Pareillement pour Nicolas Froissart, porte-parole du groupe SOS, une entreprise spécialisée dans l’économie sociale et solidaire. En 2016, ce groupe a choisi de s’installer dans les anciens locaux de Charlie Hebdo. Comme cette entreprise travaille la porte grande ouverte, des gens sont entrés, sans demander la permission, pour visiter les lieux, selon lui. "Au quotidien, plein de choses vous rappellent où vous êtes : les fleurs, les petits mots, mais aussi les curieux qui prennent des photos, parfois des selfies devant la plaque", a-t-il livré.
Pourtant, lorsque la société a décidé de reprendre les locaux, c’était quelque part, une mission d’intérêt général. "Il ne s’agissait pas de faire un mausolée ou un lieu de souvenirs. Pour nous, il y avait une fierté à redonner vie à ces locaux", a précisé Nicolas Froissard à FranceInfo.
Néanmoins, le lieu est chargé en émotion, surtout quand des proches des victimes demandent à le visiter. "Ils nous ont contactés en nous demandant si ça nous dérangeait pas. Ils voulaient voir ce qu’était devenu l’endroit où avaient été tués leurs proches", a-t-il détaillé.
Après ces terribles attentats, les voisins ont eu toujours besoin de se retrouver. Alors, certains habitants du quartier ont fondé "Les Voisins de Charlie". Cette association a peint les poteaux de l’allée Verte de toutes les couleurs, une perpendiculaire de la rue Nicolas-Appert. D’une façon régulière, celle-ci organise des brunchs. "Les gens se sont rencontrés assez facilement, avec un vrai esprit de solidarité et de fraternité", témoigne Nicolas Froissard.

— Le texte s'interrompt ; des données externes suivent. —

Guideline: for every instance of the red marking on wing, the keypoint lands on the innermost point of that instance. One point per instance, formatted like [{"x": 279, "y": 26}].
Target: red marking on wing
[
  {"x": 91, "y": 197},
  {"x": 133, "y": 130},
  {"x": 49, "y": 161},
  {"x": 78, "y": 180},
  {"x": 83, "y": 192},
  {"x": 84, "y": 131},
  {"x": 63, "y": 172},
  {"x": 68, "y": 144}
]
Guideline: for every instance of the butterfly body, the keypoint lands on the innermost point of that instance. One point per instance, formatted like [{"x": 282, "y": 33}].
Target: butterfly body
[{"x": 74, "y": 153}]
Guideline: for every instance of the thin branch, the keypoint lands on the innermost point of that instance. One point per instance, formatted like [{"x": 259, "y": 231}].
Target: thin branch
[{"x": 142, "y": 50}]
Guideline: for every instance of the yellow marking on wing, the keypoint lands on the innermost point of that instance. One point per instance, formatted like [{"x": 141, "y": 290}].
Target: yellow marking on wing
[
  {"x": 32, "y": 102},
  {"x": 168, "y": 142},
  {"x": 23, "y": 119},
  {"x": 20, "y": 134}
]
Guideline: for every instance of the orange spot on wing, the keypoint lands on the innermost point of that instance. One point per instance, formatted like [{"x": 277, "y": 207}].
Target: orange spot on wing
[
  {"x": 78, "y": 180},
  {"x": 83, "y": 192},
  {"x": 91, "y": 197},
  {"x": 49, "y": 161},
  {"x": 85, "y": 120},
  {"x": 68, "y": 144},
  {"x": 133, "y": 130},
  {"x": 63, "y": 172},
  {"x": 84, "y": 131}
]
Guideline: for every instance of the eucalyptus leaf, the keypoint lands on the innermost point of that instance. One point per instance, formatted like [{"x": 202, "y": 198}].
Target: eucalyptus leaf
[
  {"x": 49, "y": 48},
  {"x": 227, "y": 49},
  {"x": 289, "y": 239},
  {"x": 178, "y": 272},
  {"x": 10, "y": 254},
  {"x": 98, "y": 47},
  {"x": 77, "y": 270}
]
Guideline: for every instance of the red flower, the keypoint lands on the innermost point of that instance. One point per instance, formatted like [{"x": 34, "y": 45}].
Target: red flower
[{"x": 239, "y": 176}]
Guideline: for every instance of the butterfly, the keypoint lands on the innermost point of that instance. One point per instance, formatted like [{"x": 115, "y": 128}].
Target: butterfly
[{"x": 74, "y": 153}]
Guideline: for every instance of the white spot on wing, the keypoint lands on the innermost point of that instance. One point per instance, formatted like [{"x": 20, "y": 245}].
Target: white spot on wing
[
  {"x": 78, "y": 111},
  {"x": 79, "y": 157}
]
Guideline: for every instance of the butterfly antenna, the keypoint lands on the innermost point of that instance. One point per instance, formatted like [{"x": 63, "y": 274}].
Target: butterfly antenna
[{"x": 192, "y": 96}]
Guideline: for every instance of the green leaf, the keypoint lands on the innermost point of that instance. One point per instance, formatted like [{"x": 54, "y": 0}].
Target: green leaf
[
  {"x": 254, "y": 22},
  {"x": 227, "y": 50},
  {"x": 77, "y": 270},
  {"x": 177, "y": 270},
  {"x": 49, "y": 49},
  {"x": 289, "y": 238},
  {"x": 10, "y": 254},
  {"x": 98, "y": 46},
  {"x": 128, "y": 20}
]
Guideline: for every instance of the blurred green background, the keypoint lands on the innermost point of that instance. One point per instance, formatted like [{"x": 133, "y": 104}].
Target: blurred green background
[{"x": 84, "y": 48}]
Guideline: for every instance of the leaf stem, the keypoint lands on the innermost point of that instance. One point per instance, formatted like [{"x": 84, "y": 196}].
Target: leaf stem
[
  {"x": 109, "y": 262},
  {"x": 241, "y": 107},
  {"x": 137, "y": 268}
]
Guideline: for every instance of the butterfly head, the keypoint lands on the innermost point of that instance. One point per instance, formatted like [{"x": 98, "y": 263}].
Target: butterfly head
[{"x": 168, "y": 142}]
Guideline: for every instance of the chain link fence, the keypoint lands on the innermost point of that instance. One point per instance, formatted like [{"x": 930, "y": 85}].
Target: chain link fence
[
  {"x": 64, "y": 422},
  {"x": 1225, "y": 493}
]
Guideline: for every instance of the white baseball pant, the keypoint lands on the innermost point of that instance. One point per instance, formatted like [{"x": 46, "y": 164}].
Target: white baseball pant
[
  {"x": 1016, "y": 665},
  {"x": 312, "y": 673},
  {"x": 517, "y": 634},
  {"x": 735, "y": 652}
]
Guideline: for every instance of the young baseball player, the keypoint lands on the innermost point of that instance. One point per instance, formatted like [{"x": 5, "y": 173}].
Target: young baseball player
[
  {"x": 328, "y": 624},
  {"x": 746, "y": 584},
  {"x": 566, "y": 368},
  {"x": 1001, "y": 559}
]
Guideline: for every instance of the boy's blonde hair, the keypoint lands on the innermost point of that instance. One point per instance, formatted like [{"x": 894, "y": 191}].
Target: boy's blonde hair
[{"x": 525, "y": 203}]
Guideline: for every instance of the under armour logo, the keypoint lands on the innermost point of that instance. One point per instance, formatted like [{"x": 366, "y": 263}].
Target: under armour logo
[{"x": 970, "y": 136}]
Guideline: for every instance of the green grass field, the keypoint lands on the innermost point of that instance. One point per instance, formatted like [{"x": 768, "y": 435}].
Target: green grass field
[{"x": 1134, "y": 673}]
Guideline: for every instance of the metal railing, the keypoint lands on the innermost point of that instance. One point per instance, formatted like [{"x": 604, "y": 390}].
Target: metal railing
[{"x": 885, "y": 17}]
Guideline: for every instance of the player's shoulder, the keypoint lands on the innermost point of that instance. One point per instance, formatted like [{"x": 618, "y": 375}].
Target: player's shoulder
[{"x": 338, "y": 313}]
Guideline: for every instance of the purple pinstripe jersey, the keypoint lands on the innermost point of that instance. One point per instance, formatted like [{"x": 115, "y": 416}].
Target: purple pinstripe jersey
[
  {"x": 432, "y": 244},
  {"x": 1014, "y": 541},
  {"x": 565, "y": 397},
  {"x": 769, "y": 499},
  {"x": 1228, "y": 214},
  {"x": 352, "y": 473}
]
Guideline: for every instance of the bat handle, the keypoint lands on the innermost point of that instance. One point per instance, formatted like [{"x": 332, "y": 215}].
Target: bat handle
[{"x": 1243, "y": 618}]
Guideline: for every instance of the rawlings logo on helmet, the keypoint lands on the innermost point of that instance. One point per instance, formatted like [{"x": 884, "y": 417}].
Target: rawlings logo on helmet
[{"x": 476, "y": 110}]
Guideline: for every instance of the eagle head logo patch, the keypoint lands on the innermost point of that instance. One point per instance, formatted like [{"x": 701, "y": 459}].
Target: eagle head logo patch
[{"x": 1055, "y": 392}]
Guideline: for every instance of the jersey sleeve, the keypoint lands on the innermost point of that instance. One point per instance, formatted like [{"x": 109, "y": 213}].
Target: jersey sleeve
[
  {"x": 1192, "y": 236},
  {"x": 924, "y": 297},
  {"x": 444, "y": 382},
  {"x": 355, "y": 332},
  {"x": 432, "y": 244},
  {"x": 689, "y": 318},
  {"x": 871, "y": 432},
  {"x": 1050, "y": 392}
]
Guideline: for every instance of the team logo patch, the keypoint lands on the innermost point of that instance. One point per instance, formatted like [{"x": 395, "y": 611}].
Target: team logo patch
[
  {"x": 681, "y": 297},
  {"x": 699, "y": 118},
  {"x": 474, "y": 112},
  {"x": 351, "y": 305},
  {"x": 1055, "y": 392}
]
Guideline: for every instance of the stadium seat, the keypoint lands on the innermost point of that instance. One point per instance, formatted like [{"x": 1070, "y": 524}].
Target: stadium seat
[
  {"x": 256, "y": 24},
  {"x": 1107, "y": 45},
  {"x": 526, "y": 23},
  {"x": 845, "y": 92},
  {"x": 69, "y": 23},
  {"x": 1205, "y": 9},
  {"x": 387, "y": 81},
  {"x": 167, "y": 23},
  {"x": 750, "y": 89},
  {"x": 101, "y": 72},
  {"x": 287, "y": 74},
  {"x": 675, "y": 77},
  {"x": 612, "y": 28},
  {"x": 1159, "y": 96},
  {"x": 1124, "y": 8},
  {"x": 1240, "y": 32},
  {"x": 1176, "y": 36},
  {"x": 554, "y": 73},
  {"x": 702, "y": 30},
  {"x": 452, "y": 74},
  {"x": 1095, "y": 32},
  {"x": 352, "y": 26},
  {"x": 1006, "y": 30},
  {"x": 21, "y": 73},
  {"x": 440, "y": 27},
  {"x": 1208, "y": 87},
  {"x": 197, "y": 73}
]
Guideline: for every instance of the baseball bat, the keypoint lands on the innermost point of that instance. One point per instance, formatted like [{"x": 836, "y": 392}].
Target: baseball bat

Sarah Gensburger, sociologue de la mémoire et habitante du 11e arrondissement, avait expliqué ce besoin de s’approprier les lieux pour partager une émotion. "Les attentats ont créé de nouveaux rapports entre les gens du quartier. (...) La ville est devenue un moyen d’expression pour les habitants", a-t-elle indiqué, en 2016.
Malgré toutes ces nouvelles solidarités, les souvenirs et les blessures restent vifs. Et les commémorations ainsi que les procès à venir, seront un moment fort qui va réveiller certaines douleurs, a noté Françoise Rudetzki.